Le ministre français de l’Intérieur, Gérald Darmanin, a été critiqué pour « atteinte aux valeurs républicaines » après avoir soutenu des commentaires selon lesquels les officiers faisant l’objet d’une enquête devraient être traités différemment lorsqu’ils sont traduits devant les tribunaux.
Dans une interview au journal le week-end dernier, le chef de la police nationale, Frédéric Veaux, a déclaré qu' »un policier n’a pas sa place en prison, même s’il a mal agi ou commis de graves erreurs au travail ».
Jeudi, avant de se rendre à une réunion avec des représentants du syndicat de la police, Darmanin a déclaré : « Je veux dire que je peux comprendre cette fatigue, cette tristesse et cette émotion ». Il a toutefois ajouté que les agents de police ne doivent pas oublier leur « sens de la mission ».
Ses propos télévisés, prononcés jeudi dans le contexte d’un commissariat de police parisien, sont intervenus alors que le gouvernement français s’efforce d’apaiser le mécontentement au sein des forces de police face à ce que beaucoup considèrent comme des conditions de travail difficiles, aggravées par la récente incarcération d’un officier à Marseille. trouvé injuste.
L’officier marseillais détenu en détention est accusé de « violences volontaires » lors de la vague d’émeutes qui a balayé la France au début du mois et qui a gravement blessé un jeune de 22 ans.
Son arrestation a suscité la colère de ses collègues à travers le pays et a conduit à un «ralentissement» par des congés de maladie concertés dans certains endroits.

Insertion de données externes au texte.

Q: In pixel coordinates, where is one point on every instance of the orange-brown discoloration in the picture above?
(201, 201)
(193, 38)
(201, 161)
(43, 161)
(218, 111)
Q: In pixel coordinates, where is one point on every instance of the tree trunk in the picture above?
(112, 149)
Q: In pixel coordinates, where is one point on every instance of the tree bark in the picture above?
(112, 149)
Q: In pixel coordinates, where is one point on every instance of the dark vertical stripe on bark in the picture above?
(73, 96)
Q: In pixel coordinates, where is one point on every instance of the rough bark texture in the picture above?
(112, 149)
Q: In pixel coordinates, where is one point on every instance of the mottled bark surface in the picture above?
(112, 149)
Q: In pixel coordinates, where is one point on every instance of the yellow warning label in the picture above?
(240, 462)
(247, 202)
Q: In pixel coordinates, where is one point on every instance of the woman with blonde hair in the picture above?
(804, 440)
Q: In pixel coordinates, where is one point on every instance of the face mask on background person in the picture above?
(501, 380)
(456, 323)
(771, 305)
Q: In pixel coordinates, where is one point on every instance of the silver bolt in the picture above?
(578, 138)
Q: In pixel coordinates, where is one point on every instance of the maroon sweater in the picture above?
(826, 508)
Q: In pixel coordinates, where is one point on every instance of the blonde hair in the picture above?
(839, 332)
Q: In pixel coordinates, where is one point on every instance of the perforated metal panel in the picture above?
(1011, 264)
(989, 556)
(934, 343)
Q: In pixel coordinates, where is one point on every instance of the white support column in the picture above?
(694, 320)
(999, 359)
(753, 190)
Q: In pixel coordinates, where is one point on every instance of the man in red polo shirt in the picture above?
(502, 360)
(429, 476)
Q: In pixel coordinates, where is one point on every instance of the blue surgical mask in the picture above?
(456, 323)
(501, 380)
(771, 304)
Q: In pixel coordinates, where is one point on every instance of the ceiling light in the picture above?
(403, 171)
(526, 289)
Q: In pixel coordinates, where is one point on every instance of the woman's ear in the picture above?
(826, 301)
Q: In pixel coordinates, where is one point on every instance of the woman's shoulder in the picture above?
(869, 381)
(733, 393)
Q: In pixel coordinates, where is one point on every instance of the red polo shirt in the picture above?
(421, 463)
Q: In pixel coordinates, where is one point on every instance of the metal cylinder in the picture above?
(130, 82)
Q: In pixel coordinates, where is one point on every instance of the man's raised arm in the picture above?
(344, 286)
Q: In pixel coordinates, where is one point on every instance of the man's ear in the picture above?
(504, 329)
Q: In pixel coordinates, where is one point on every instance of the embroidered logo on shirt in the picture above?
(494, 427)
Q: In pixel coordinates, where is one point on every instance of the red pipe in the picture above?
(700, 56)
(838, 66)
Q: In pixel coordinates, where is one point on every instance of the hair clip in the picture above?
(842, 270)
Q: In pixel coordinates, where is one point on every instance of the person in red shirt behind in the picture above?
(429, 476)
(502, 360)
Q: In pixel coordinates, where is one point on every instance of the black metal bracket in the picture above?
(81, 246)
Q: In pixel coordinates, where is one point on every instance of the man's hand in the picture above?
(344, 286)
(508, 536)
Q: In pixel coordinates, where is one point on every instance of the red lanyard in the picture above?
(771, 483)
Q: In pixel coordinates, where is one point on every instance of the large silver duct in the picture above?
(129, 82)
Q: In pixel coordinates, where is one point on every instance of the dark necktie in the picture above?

Les remarques de Veaux ont été largement perçues comme un défi à l’indépendance du pouvoir judiciaire et ont provoqué l’indignation de la gauche politique française qui a accusé le responsable de ne pas respecter la séparation des pouvoirs.
Jeudi, Darmanin a pris la défense de Veaux, affirmant qu’il était un « excellent » commissaire qu’il était « fier de compter parmi ses collaborateurs ».

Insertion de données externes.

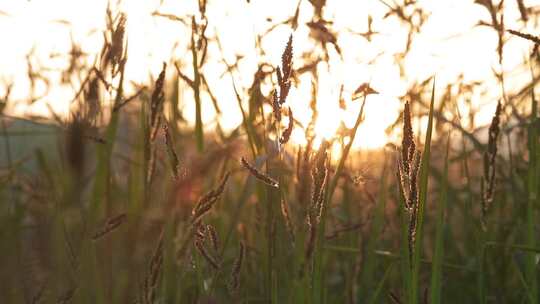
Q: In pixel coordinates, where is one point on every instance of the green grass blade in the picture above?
(376, 229)
(424, 174)
(531, 269)
(199, 136)
(380, 286)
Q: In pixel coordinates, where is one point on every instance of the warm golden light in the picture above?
(450, 45)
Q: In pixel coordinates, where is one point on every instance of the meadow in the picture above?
(130, 199)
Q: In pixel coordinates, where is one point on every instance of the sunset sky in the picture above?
(448, 46)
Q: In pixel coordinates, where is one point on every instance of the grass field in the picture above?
(125, 200)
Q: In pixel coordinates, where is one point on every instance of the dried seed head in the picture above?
(259, 175)
(287, 219)
(407, 145)
(156, 103)
(111, 224)
(287, 133)
(286, 60)
(276, 107)
(207, 201)
(202, 250)
(529, 37)
(363, 90)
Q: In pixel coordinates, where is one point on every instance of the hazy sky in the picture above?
(449, 46)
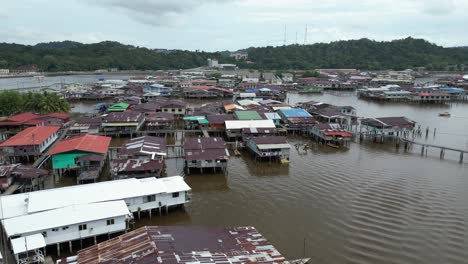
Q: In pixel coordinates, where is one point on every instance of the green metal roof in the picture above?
(203, 121)
(193, 118)
(248, 115)
(66, 160)
(118, 107)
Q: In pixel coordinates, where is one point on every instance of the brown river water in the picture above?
(371, 203)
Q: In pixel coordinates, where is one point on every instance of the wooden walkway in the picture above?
(425, 147)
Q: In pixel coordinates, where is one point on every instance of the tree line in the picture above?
(12, 102)
(362, 54)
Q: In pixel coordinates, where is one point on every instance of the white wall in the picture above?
(48, 142)
(162, 200)
(94, 228)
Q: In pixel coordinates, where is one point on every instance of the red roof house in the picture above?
(30, 142)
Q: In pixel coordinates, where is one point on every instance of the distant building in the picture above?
(27, 69)
(140, 158)
(212, 63)
(124, 123)
(205, 153)
(79, 154)
(29, 143)
(239, 55)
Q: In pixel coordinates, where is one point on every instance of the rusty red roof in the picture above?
(58, 115)
(183, 244)
(86, 143)
(30, 136)
(23, 117)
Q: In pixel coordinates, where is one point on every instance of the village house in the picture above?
(94, 210)
(85, 126)
(275, 117)
(158, 88)
(118, 107)
(296, 118)
(183, 244)
(55, 119)
(27, 178)
(330, 133)
(14, 124)
(205, 153)
(75, 155)
(65, 224)
(234, 127)
(248, 115)
(390, 126)
(125, 123)
(217, 122)
(29, 144)
(269, 148)
(195, 122)
(343, 115)
(158, 121)
(140, 157)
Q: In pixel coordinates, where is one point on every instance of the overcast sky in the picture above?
(231, 24)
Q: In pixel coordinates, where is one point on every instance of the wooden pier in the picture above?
(425, 147)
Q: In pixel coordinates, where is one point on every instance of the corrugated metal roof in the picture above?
(27, 243)
(248, 115)
(239, 124)
(65, 216)
(30, 136)
(86, 143)
(184, 244)
(295, 112)
(23, 117)
(29, 203)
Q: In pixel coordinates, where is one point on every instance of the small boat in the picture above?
(333, 145)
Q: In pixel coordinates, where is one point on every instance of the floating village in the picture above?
(202, 116)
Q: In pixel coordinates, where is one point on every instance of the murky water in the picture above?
(369, 204)
(372, 203)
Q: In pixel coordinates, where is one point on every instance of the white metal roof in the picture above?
(239, 124)
(175, 184)
(74, 214)
(273, 146)
(27, 243)
(13, 205)
(28, 203)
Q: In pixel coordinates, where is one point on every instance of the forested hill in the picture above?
(362, 54)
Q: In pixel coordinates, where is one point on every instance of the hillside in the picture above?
(363, 54)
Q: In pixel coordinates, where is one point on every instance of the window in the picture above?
(150, 198)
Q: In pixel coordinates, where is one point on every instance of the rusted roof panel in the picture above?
(184, 244)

Appel à la démission de Darmanin
Cela intervient alors que le chef du Parti socialiste Olivier Faure a appelé à la démission de Darmanin, qu’il a accusé de « défier la République » en soutenant le chef de la police nationale malgré le « risque de sédition ».

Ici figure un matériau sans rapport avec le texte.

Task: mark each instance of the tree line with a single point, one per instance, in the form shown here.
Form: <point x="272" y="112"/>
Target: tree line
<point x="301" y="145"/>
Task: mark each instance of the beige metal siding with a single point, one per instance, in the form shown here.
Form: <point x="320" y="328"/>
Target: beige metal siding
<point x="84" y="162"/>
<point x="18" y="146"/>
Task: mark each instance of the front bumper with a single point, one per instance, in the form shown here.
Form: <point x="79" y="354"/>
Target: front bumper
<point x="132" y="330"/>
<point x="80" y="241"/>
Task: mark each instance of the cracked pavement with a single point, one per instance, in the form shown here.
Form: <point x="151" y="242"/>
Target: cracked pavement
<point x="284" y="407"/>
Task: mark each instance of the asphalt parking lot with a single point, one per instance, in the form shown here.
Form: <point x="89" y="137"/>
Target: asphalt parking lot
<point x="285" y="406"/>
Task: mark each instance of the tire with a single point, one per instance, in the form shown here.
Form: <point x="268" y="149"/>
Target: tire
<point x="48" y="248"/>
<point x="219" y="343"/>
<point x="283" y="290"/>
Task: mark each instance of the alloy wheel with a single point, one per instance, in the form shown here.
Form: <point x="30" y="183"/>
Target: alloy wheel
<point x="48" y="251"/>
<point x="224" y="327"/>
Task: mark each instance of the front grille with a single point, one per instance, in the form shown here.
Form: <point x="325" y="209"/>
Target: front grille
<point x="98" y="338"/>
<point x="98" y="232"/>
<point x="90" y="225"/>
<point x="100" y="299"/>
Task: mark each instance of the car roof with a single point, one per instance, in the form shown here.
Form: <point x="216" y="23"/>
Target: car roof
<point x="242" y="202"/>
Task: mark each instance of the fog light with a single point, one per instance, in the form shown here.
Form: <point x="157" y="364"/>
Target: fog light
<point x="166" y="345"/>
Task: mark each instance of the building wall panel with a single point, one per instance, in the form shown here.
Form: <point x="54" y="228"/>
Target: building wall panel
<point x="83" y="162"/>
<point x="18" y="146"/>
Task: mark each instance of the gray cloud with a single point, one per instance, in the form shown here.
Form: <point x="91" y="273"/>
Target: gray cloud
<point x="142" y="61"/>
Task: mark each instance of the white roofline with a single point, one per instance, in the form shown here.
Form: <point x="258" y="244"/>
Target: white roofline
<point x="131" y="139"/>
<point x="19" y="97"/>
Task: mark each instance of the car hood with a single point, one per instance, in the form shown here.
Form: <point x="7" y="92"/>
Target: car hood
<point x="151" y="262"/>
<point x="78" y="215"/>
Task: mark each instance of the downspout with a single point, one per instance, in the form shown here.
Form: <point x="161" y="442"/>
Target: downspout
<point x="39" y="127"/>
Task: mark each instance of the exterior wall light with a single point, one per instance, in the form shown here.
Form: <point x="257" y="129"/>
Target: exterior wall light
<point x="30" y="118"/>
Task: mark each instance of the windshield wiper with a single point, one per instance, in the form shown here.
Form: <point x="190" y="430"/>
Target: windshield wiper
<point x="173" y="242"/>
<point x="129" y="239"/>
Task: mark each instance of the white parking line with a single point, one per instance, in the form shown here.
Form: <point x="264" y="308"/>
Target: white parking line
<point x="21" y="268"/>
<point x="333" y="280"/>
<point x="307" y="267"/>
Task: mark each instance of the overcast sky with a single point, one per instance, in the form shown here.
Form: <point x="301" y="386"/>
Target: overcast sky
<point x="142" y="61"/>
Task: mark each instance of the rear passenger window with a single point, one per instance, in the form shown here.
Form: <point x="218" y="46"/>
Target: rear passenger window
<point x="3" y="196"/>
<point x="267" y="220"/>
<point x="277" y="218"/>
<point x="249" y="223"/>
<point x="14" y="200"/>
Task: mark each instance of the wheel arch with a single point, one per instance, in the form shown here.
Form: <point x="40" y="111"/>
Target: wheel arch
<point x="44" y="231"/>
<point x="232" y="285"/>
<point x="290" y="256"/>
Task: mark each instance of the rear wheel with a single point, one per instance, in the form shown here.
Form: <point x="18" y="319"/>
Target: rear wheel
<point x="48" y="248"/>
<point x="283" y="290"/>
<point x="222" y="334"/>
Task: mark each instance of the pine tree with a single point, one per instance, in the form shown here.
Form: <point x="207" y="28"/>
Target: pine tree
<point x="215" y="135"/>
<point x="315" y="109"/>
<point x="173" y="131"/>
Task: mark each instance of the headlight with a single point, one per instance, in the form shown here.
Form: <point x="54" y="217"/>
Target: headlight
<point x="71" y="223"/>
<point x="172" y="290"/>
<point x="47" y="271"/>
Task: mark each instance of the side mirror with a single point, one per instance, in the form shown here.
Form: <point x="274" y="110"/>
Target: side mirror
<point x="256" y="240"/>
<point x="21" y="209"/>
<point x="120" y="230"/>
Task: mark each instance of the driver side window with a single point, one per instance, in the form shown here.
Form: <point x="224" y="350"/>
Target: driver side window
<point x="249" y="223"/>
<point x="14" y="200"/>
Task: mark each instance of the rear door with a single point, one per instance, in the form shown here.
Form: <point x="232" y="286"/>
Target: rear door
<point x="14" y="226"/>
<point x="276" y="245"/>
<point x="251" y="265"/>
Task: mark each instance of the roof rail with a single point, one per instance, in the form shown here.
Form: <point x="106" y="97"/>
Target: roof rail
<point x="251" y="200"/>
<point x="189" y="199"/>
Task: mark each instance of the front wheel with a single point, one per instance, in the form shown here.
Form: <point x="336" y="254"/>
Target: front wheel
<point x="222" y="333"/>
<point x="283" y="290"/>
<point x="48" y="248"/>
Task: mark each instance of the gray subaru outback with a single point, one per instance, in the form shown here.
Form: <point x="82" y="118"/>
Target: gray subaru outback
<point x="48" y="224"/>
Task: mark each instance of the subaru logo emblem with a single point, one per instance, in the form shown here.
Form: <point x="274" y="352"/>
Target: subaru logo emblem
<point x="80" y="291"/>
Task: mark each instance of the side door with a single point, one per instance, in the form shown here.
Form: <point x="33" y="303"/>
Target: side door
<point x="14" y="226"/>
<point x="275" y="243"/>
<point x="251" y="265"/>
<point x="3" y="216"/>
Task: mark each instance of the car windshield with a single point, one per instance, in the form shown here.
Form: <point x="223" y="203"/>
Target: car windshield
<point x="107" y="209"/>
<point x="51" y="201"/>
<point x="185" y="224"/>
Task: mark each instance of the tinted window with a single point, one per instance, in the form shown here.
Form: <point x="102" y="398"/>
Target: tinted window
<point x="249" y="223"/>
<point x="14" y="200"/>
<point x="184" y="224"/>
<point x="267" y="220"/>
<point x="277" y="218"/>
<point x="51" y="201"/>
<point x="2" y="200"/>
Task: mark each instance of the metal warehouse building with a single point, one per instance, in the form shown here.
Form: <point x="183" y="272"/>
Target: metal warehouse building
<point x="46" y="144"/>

Le député de Seine-et-Marne a également appelé le président Emmanuel Macron, « garant de l’indépendance de la justice… à mettre de l’ordre chez lui… car il ne peut y avoir d’Etat dans l’Etat ».
Un tweet de Faure, affirmait qu’il y avait « un triumvirat composé du ministre de l’intérieur, du directeur général de la police nationale et du préfet de police de Paris – tous trois défiant les règles républicaines… l’indépendance de la justice… et l’égalité des citoyens devant la loi. »
Le leader socialiste a également dénoncé le fait que « le ministre de l’Intérieur n’est plus qu’un collaborateur de sa propre administration… (défiant) à la fois du président de la République et de la République ».
Rappelant qu’en 1983, l’ancien président François Mitterrand avait « immédiatement sanctionné » une rébellion policière défiant l’autorité politique, Faure a ajouté que « nous attendons du chef de l’Etat qu’il ait le même courage ».
Pendant ce temps, le parti d’extrême gauche France Unbowed a soutenu les appels à la démission de Darmanin, la députée européenne Manon Aubry tweetant : « La seule chose dont Gérald Darmanin devrait maintenant s’honorer est sa démission ».
Les magistrats expriment leur inquiétude
Les hauts magistrats ont également exprimé leur inquiétude face aux propos de Darmanin concernant une « présomption de culpabilité » sur les policiers devant les tribunaux, les qualifiant de « nouvelle atteinte » à l’indépendance de la justice.
Dans un communiqué, la conférence nationale des chefs de cours d’appel indique ce vendredi : « Une nouvelle fois, la remise en cause par le ministre de l’Intérieur de l’application de la loi pénale par les magistrats, invoquant un non-respect de la présomption d’innocence et donc du principe d’impartialité vis-à-vis des policiers, constitue une critique directe des décisions judiciaires. »
Magistrats et procureurs ont souligné que la garde à vue d’un policier dans la banlieue parisienne de Nanterre – dans le cadre de l’enquête sur la mort de l’adolescente Nahel – et d’un autre à Marseille soupçonné d’avoir tabassé un jeune homme, sont des décisions « motivées » qui ont « fait l’objet d’un recours ».